We are reaching out to the top producers from our past BIC Top 50 lists to solicit their advice on how they achieved their success. Each month, we plan to showcase a few of the responses, both online and in print. So far, we’ve asked them these two questions: 1) Tell us the biggest challenge you’ve faced in the past couple of years and how you met that challenge; and 2) Tell us one of the mistakes you made as a younger advisor, and what advice you would give young advisors today to avoid such a mistake. Here we present two of those answers (lightly edited for length.)

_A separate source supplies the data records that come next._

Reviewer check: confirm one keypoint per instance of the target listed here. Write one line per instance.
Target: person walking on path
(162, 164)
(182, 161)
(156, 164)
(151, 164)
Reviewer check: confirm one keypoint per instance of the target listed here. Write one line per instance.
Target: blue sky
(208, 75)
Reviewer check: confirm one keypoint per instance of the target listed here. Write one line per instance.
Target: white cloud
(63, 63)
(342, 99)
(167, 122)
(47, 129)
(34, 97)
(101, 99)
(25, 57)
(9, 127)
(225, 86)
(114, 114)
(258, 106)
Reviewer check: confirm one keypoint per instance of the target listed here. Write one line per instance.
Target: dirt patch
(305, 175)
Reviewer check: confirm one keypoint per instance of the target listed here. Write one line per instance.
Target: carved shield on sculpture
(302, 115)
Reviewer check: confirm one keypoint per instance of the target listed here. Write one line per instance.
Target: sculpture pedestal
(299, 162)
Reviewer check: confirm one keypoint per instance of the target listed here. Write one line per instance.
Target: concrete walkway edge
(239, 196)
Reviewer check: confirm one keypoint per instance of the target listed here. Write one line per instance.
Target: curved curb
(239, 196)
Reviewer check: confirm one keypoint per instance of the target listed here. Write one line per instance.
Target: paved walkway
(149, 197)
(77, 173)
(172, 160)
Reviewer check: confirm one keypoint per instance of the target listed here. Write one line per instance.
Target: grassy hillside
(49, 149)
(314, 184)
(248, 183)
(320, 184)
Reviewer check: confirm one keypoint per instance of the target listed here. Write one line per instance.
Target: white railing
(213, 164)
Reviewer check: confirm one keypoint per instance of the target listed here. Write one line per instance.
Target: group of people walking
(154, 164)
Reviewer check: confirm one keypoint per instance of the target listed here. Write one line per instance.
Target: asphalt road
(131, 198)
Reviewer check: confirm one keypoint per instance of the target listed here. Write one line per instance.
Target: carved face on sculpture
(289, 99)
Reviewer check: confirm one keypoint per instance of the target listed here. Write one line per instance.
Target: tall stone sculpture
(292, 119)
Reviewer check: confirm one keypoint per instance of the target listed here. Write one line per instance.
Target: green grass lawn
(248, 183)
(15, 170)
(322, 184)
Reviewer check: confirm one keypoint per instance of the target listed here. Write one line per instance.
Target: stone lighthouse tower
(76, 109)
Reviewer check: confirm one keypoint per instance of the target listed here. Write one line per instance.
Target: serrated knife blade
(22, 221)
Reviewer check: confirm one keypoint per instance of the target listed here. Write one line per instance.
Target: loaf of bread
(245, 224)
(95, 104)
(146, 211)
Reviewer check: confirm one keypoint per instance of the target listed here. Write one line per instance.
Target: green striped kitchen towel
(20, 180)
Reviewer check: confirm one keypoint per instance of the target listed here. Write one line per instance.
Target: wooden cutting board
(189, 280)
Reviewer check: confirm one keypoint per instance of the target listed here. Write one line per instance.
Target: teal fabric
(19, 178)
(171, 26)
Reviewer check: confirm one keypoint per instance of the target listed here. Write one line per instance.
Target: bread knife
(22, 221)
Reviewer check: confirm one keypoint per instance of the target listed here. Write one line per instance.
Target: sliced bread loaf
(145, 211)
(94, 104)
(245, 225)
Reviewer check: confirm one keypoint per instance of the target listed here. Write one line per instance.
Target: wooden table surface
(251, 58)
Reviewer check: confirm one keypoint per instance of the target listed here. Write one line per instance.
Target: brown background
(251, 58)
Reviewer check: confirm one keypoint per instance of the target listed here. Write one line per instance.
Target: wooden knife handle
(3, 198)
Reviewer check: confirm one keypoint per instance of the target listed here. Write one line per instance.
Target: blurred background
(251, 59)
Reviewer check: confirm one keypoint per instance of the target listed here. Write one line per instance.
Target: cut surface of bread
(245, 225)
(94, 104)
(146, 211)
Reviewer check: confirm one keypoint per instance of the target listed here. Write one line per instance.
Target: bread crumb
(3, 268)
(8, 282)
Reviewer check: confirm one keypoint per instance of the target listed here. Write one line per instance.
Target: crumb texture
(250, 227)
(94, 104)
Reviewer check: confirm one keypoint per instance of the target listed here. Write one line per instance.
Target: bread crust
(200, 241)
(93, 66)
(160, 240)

Matthew Fryer (Wells Fargo)
Challenge: The biggest challenge was trying to gain more consistency in model-based investment performance and to make changes in a timely fashion. I transitioned to our discretionary platform; this took a period of six months. I explained the advantages to clients and it has freed up a tremendous amount of time. We rebalance the whole book every quarter and if we make changes it takes a few hours vs. a few weeks trying to reach all the clients to make the change. Mistake from my early days: Trying to be all things to all people. I tried to be a stock trader, bond buyer, 401k specialist and a retirement planner all at once. My advice is to find a niche as soon as possible to simplify and be the best you can be at it. My focus is solely on wealth and retirement planning and based on the clients’ goals, they are put into one of my discretionary models. If a client just wants to buy a stock, I tell them I cannot watch it for them, but we can set up a small trading account for that. I am now very firm as to what my process is with a client. I explain all of that to them upfront so if it does not meet their needs, I can refer them to another advisor.
Don Foster (The Bank and Trust/Raymond James)
Challenge: The biggest challenge after 2008-2009 has been convincing “younger” clients (30 to 50 years old) that the equity market is a safe place for their long-term investment money. The challenge is getting them to understand the difference between volatility and risk in long-term investments, so that their portfolios are positioned for long-term growth with rising income capability. Mistake from my early day: The desire to do business with almost everyone. Part of that is obviously financial survival as a new advisor. Over time it has become easier to recognize the difference between “customers” and “clients.” Clients being those with the potential for a long-term relationship of mutual trust. My advice is to learn to recognize the difference as soon as possible and become very selective with whom you work.